Memphis May Fire frontman/singer/screamer chooses AK-47 MkII condenser microphone for the studio and M80 dynamic for the live stage.

Known for his vocal range and stage presence, Matty Mullins is the frontman for metalcore band Memphis May Fire from Nashville, Tennessee and currently signed to Rise Records.

After working with a wide selection of studio and stage microphones, Mullins has settled on his Telefunken AK-47 MkII large diaphragm tube mic for his studio vocals and the M80 dynamic mic for his live performances.

“I’ve used a lot of different mics over the last few years live,” says Mullins. “The toughest thing for me is that I do both singing and screaming. Being that I sing and scream at different volumes, we always had to smash my microphone with compression out at front of house. When you do that, you run into a bunch of feedback issues, and I get a ton of cymbal bleed, and all that kind of stuff. I was previously using a popular condenser capsule, which was great because it had a really nice top end, but it just caused too many issues at front of the house with cymbal bleed and feedback.”

Matty Mullins onstage with his Telefunken M80 dynamic microphone.

A friend of Mullins suggested that he give the Telefunken M80 dynamic mic a try. “The first day that I used that capsule, I knew that I was never going to use any other mic ever again. Not only did it eliminate all of the feedback problems that we were having, we got barely any cymbal bleed and I haven’t had any feedback issues.”

Especially beneficial to Mullins’ stage work was his ability to work with an in-ear mix onstage.

“More than anything, it just opened up my in-ear mix like crazy. I had had a lot of problems with my vocals trying to stand out in my mix.

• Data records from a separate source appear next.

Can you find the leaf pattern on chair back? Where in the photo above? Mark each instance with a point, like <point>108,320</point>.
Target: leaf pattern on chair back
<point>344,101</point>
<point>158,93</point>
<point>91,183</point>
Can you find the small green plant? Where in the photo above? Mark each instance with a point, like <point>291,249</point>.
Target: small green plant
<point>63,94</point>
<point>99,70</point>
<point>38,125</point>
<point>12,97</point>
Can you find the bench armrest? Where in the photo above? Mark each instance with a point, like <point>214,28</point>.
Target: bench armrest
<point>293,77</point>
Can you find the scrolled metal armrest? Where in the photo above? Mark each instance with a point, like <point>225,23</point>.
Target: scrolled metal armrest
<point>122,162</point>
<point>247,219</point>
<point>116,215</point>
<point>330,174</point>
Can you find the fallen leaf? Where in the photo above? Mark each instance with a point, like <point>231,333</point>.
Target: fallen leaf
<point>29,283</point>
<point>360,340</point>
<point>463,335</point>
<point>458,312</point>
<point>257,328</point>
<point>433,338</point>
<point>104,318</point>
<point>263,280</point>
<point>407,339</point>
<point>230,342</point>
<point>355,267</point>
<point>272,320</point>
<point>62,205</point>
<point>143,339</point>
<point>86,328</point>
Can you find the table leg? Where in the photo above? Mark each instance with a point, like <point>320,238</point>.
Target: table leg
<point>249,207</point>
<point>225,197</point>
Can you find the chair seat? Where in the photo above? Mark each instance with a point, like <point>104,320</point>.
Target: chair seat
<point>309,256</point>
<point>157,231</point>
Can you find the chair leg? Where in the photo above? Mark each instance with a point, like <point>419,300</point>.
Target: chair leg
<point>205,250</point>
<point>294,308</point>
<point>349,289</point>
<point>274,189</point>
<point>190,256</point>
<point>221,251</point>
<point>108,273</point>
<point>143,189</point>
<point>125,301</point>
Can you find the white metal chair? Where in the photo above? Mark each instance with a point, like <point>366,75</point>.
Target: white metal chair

I was just pushing my vocal way too far and had it way too loud in my mix just to get the clarity that I needed. When I switched to that M80, I had no issues whatsoever. My vocal stood out perfectly. It was just dead center, crisp and clear. I had all my other instruments separated out, and easy to hear. Yeah, the M80 live has been a life-changing capsule for me. I’ll definitely never use anything else unless Telefunken decides to make that one even better.”

Memphis May Fire is comprised of vocalist Matty Mullins, lead guitarist Kellen McGregor, bass guitarist Cory Elder, and drummer Jake Garland. Formed in 2006, they have released five studio albums and two EPs to date. Their fourth album, “Unconditional,” debuted at No. 4 on the US Billboard 200 and atop the Alternative Albums chart.

Shortly after Mullins discovered the M80, he contacted Telefunken about a vocal mic for his personal recording studio, and the AK-47 large diaphragm tube microphone was provided.

“I was just really curious about what Telefunken could do for my vocals in the studio. What I was looking for was a mic that gives me almost exactly what I want before I even go into post-production. With the natural EQ of the AK-47, I have done way less in post than I have had to do with any other mic that I have ever used. It just naturally sounds great with my voice. I have a very specific kind of tone to my voice, and the AK-47 works great with both singing and screaming. The tube in it is very warm, but it’s got a very nice defined mid range and high end, and the low end is wonderful too. All around, it is just a very versatile microphone for someone like me who does two completely different styles of vocals.”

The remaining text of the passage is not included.